# Cool video on Canada



## Ameriscot (Feb 26, 2016)




----------



## Arachne (Feb 27, 2016)

Lovely Video of Canada thank you.. This is why I may be a ex pat of Brit, but I could never live anywhere else.. This is why I live in British Columbia, Canada..I can be at the beach one minute, drive 40 mins and be skiing in the snow up a mountain..


----------



## Ameriscot (Feb 27, 2016)

I'd love to visit BC.  Plan to do a west coast drive all the way up to BC.  Just don't know when.


----------



## SifuPhil (Feb 27, 2016)

Arachne said:


> Lovely Video of Canada thank you.. This is why I may be a ex pat of Brit, but I could never live anywhere else.. This is why I live in British Columbia, Canada..I can be at the beach one minute, drive 40 mins and be skiing in the snow up a mountain..



Doesn't anyone _work _in B.C.? All the video shows is people having fun ... layful:


----------



## Arachne (Feb 28, 2016)

SifuPhil said:


> Doesn't anyone _work _in B.C.? All the video shows is people having fun ... layful:


  Hey we work on occasion see..lol..


----------



## SifuPhil (Feb 28, 2016)

Arachne said:


> Hey we work on occasion see..lol..



Ow, wow, I would _so_ totally fit in there! Philly the Phreak doing his T'ai-Chi next to the drummers and the tokers while munching on an organic cucumber ... thank you, Arachne!


----------



## oldman (Mar 2, 2016)

When I lived in Cleveland, I took many weekend trips into Canada. I didn't go too deep into the country, but I knew my way around Toronto pretty good. We took the Queens Highway from Niagara Falls into Toronto. A really beautiful drive, plus a lot of great tourist stops and different places to eat and foods to try. I have been back once since moving back to PA. I went back just to go to the baseball park at Rogers Center. We spent the weekend in that area. Toronto is a very nice city and I was impressed with how clean it was for a big city. It s a very scenic drive from here in PA to Toronto. Not boring at all, like driving from my home here in PA to Florida down I-95. Ugh! I would like to go to BC and Vancouver to watch some hockey games.


----------



## Cookie (Mar 2, 2016)

I was brought up in Vancouver, B.C. and worked there until I moved east. Those pictures of people sitting around having fun were probably taken on a weekend and might even be tourists.  B.C. and the west coast was/is considered a haven for the retired. Our capital, Victoria, on Vancouver Island was aptly described as for 'the newly wed or nearly dead', in jest of course, but there is some truth to it. 

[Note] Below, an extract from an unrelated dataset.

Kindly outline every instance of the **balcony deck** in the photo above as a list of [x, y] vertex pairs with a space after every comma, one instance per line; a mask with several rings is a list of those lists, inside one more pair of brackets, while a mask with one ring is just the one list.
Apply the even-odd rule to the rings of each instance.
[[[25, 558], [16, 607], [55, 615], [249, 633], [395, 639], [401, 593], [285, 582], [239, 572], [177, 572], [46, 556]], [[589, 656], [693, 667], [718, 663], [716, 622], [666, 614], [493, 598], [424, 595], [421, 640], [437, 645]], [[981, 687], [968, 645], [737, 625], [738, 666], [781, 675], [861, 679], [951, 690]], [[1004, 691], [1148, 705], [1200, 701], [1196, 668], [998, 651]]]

The hippies have been long gone since early 70s at least, cut their hair and are now well off entrepreneurs, owning some of that prime real estate property.

Toronto, where I live now is a fantastic place - visitors are always welcome and yes, we like it clean!


----------



## Manatee (Mar 13, 2016)

Some years back during February we stayed in an RV park in Mazatlan, Mexico.  As we looked around at all the RVs with British Columbia license plates, we wondered if there was anyone still at home in BC.


----------